Just prior to the Beer Summit we surveyed our readers about several issues of the day, and we received over 500 responses of all shapes and sizes .... distributors and brewers. We thought you'd be interested in some of the responses.
Question: What is the biggest challenge facing the U.S. beer industry today?
The highest response was fragmentation of SKUs. This continues to be top of mind with distributors in particular, and if the distributor conventions over the last few weeks are any clue, it's only going to get worse, much worse. We're already seeing the early signs of fall-out with Stephen Busch's Krey Distributing in Missouri dropping some smaller craft brands while keeping others. Portfolio management is an important part of a distributor's job, and there is a point of diminishing returns. The question is: Will the onslaught of new SKUs from the large brewers and importers serve to crowd out fledgling craft brewers? Or will the high demand for fledgling craft brewers carry the day? We can debate whether we have too many SKUs until we're red in the face, but one thing's for sure: There's the perception that there are too many. It's like musical chairs, and when the music stops, somebody is going to be left off the shelf.
(As a side note, the BA's Charlie Papazian tweeted last week that two of the four presidents on Mount Rushmore were craft brewers, so therefore "50% of the self won't be enough.")
The other areas of concern to readers are the erosion of the three-tier system and the continued loss of share of the top three domestic premium brands. Areas of much less concern among readers are pricing holding up and A-B's anchor wholesale program.
BRAND LIFECYCLE. Related to the loss of share of our top brands, a full 70% of readers believe that brands have lifecycles, while only 7% believe they don't. The rest believe that "maybe" they do.
PRICING. On pricing, most respondents (62%) believe that the price increase in 2013 will be on par with last year's price increase, while 21% believe that we'll have even higher price increases than last year.
VOLUME. On volumes, the industry seems pretty bullish. It's true this survey was taken in January, so perhaps folks' are less bullish now. But at least back then a full 76% of respondents believe that volumes will equal or be better than last year. That's pretty good. We need to see continued improvement in unemployment particularly among blue-collar jobs, better weather, and continued innovation.
VALUE MULTIPLES. Predictably, 55% of respondents believe value multiples for distributor and brand acquisitions are either too high or way too high. 44% believe they are fair and 1% believe they are too low. I think this question is loaded because really it depends on which side of the fence you're on: buyer or seller.
OTHER. CDL labor shortages used to be a big issue but it looks as though the slow economy has mitigated it, as most respondents don't see a shortage, although 21% still do. However, most respondents do see costs continuing to go up faster than in previous years.

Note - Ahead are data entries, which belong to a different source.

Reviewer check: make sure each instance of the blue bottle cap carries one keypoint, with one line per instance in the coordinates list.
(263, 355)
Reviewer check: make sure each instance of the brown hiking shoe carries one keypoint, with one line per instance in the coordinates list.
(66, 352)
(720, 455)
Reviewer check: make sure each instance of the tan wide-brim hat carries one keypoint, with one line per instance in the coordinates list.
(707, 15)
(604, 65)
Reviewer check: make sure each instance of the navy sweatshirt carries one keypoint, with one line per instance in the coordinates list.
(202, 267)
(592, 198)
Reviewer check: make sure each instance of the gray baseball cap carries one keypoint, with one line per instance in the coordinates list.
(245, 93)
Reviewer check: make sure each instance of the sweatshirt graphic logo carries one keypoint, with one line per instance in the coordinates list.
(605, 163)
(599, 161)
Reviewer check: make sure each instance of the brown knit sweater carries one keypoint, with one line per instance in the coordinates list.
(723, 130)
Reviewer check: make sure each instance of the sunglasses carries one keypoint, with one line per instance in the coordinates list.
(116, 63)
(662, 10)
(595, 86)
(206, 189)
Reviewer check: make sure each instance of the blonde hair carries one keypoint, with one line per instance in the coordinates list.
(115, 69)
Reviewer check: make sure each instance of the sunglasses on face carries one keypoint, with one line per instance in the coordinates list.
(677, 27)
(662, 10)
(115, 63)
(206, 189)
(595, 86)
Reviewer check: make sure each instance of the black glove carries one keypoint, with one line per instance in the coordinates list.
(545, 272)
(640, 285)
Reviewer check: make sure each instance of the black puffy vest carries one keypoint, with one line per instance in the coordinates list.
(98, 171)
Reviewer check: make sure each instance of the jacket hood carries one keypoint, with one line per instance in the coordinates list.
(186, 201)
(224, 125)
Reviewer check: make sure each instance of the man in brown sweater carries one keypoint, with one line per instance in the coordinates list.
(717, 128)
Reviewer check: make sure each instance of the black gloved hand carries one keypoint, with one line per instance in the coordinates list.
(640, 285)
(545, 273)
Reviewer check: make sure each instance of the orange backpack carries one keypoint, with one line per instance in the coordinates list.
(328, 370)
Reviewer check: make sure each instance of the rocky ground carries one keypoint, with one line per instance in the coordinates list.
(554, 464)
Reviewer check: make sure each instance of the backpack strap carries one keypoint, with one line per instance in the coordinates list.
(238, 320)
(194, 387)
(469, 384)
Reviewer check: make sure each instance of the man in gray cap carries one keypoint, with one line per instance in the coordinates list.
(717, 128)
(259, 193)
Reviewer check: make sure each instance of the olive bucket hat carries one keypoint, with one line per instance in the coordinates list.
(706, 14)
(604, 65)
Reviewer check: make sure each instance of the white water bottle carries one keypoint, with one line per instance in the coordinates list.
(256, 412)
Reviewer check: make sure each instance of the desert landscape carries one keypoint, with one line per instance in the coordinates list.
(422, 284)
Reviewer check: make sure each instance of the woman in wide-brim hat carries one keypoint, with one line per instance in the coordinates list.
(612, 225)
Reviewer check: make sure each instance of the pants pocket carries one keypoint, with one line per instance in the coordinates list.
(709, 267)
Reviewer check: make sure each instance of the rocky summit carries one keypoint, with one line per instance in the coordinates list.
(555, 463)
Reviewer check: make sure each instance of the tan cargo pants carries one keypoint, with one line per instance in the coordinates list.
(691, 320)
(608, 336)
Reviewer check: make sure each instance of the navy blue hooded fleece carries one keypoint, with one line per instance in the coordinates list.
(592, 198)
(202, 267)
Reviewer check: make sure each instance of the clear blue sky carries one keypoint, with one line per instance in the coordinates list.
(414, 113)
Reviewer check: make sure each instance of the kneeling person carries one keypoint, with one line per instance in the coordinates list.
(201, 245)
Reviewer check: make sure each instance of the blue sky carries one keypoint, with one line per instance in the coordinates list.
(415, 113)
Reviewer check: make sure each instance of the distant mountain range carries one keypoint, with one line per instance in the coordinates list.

IN 20 YEARS. We also asked respondents to give their predictions for the beer industry in 20 years. Most respondents said 1. the three-tier system will be alive and well but dominated by more consolidated brewers and wholesalers; 2. domestic mainstream beer will have lost 15 - 20 share points, and 3. craft will be at 20 - 35 market share. Those are some surprising numbers, particularly from distributors. We'll see.
Here is a link to the survey results: https://docs.google.com/file/d/0B_AxpKotj17vdlYycnFqQWZtU3c/edit?usp=sharing
GREAT ARTICLE in the New York Times over the weekend about how beer was a great catalyst for civilization. My favorite part: "In long ago Germany and Persia, collective decisions of state were made after a few warm ones, then double-checked when sober." Sounds like our Congress could use a few cold ones. Check it out here: http://www.nytimes.com/2013/03/17/opinion/sunday/how-beer-gave-us-civilization.html?src=rechp&_r=1&
IT IS WITH REGRET that we report that A-B marketing legend Mike Roarty has died over the weekend. Mike was vp marketing for A-B from 1977 to 1990 and he retired in 1994. During his tenure, sales doubled. He was 84 years old.
Until tomorrow, Harry
"Man is ready to die for an idea, provided that idea is not quite clear to him."